Cuando lo descubre, Sellers está convencido de poder materializar espíritus y ahorrar así un montón de dinero a todo el mundo. Mejor dicho, ganar él ese dinero. “Consideremos el ejército, por ejemplo. Actualmente consta de veinticinco mil hombres; gasta veintidós millones al año. Desenterraré a los romanos, haré resucitar a los griegos, proporcionaré al Gobierno, por diez millones al año, diez mil veteranos salidos de las legiones gloriosas de todas las épocas. Soldados que cazarán indios todo el año, montados en caballos materializados, sin costar un céntimo su manutención y desperfectos”. Sí, Mulberry tiene un excelente plan. ¿Que un buscadísimo delincuente (manco) por el que ofrecen una cuantiosa recompensa muere en el incendio de un hotel? Mulberry se frota las manos y dice: "Lo materializaré y lo llevaré yo mismo hasta comisaría".

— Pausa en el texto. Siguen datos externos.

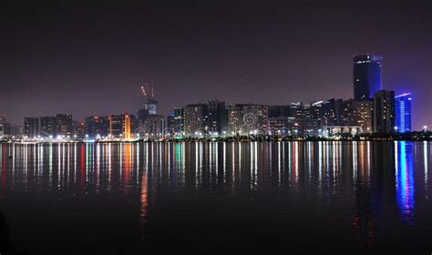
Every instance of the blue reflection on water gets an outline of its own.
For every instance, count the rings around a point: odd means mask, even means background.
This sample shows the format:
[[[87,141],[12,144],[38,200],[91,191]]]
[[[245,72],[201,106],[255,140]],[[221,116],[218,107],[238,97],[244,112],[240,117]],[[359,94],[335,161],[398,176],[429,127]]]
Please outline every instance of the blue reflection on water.
[[[399,217],[409,225],[414,225],[414,145],[412,142],[395,143],[396,158],[396,199]]]

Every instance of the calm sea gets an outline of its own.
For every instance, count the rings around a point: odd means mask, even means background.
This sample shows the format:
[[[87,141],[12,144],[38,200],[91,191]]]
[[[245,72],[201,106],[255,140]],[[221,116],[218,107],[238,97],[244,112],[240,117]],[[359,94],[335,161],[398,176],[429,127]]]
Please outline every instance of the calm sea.
[[[404,141],[2,144],[2,239],[31,254],[430,254],[431,148]]]

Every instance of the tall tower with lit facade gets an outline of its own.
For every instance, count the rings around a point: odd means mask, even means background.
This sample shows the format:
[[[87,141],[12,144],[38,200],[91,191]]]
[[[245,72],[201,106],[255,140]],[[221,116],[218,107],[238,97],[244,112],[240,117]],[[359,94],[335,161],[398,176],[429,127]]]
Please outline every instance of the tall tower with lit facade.
[[[381,67],[383,56],[358,55],[353,58],[354,98],[370,100],[376,91],[383,89]]]
[[[411,131],[411,93],[395,97],[396,128],[397,132]]]
[[[395,132],[395,91],[379,90],[374,96],[374,132]]]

El conde americano no es sólo una de las novelas más divertidas de Mark Twain, el hombre que primero fue tipógrafo (de hecho, lo fue durante casi toda su vida, iba de imprenta en imprenta, y aprovechaba para imprimir sus cuentos) y luego padre de Huckleberry Finn y Tom Sawyer (¿por qué esos dos condenados chicos han cubierto de brumosa niebla del Mississipi el resto de la obra de Twain?), sino que fundamenta buena parte de la literatura dispuesta a reírse de casi todo que tipos como Evelyn Waugh retomarían años después, pero no sólo él: en la historia hay un Gran Gadsby, y se escribió un puñado de años antes que la mítica novela de Francis Scott Fitzgerald. Lo que demuestra que, detrás de un gran genio, siempre hay otro aún mayor.

Mark Twain, fotografiado en su casa en plena tarea literaria.